The Trump administration is attempting to cover up their demolition of the rural healthcare system. At a House Ways and Means Committee hearing last month, Health and Human Services (HHS) Secretary Robert F. Kennedy Jr. was asked about the crisis of rural healthcare by Adrian Smith, a Republican representative from Nebraska. Kennedy responded saying, “Last week I went to Arizona to announce an unprecedented $125 million investment in community health centers which are serving 39 million Americans mainly in rural areas around the country.”
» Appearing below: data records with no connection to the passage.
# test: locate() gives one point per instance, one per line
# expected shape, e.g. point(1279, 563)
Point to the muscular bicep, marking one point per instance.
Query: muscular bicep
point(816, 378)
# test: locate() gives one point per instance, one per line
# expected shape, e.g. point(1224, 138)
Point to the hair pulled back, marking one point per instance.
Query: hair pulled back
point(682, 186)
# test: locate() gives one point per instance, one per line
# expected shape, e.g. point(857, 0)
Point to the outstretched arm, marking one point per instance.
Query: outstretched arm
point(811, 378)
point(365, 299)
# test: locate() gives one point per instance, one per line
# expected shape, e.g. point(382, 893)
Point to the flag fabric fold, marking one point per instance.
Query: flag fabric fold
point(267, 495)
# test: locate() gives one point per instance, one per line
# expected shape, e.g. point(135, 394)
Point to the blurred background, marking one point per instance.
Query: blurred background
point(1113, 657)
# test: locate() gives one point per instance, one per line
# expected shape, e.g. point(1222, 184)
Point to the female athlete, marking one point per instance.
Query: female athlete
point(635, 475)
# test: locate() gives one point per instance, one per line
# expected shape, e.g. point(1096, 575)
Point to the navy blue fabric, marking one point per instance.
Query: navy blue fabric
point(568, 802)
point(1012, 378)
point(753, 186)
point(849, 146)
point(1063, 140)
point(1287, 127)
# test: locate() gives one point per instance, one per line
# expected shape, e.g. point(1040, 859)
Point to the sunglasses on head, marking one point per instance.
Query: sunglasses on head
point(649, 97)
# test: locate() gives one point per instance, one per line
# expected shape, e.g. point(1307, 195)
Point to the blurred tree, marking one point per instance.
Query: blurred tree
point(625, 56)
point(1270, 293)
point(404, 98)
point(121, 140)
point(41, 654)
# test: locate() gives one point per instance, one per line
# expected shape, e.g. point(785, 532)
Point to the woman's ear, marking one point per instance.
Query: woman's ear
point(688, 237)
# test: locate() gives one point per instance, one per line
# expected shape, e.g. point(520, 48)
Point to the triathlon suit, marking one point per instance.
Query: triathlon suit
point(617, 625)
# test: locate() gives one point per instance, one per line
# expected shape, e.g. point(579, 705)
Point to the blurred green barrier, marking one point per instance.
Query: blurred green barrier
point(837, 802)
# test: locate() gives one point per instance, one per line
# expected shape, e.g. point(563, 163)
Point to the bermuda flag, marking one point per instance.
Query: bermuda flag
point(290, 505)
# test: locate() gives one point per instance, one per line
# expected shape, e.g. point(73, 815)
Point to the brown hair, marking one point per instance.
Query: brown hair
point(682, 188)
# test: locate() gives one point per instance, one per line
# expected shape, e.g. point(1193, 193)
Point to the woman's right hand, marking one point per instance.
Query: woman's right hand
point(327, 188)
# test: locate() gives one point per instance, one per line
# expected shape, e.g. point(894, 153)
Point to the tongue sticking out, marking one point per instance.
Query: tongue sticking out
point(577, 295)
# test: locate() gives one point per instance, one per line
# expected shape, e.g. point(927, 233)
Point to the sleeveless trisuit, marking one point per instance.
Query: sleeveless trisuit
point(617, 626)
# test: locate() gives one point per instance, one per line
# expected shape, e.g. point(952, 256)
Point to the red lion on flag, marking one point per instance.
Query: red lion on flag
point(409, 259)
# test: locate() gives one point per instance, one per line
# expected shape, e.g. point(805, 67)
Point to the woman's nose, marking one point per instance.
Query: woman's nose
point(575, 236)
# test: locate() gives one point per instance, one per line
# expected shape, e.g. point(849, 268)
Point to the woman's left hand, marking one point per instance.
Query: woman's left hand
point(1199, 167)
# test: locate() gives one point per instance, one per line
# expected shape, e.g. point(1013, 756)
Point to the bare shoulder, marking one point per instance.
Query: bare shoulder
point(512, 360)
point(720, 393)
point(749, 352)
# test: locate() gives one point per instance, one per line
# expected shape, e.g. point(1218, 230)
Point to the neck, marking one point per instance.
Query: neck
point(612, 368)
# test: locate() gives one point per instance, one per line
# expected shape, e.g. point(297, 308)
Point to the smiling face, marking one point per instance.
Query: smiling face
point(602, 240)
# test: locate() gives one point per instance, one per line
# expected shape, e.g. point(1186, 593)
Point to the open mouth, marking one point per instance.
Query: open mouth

Kennedy is trying to claim credit for a $125 million investment in community health centers while simultaneously supporting and defending the gutting of Medicaid, which is the primary source of funding for those very same community health centers. He went on to say, “President Trump made the biggest investment in rural health care in American history, a $50 billion rural health transformation fund.”
The Rural Health Transformation Program (RHTP) is not a panacea for rural healthcare. It is an accounting offset designed to facilitate large-scale austerity and the marketization of rural care, while providing political cover for the destruction of permanent public health entitlements. Passed as part of the “One Big Beautiful Bill,” the $50 billion is distributed over a five-year period and is conditional upon an agreed investment plan between the state and federal government, including restricting access to certain funds for states that are not adopting “Make America Healthy Again” (MAHA) policies.
Additionally, the $40 billion in cuts to the HHS last year directly impacted rural healthcare funding through the elimination of grants. The World Socialist Web Site described these cuts as “a deliberate, fascistic effort to destroy the infrastructure of scientific research and public health that underpins modern society. The aim is to return the working class to conditions of social misery and industrial exploitation not seen since the 19th century.”
The Trump administration has made unmistakably clear that the subordination of society to war is their explicit program. At a closed Easter lunch at the White House last month, Trump stated it in plain terms: “Don’t send any money for daycare—we’re fighting wars. ... It’s not possible for us to take care of daycare, Medicaid, Medicare. ... We have to take care of one thing: military protection.” He dismissed Social Security, Medicare and Medicaid as “little scams.”
The destruction of rural healthcare is not an oversight, a policy failure, or the product of Republican indifference alone. It is the deliberate, conscious program of a ruling class that has made its priorities clear: war and profit above the lives of workers. The Democratic Party, which oversaw decades of underfunding and marketization of the healthcare system before Trump, offers no solution. Its leadership has accommodated itself to this destruction, providing the bipartisan military funding on which the Trump administration relies.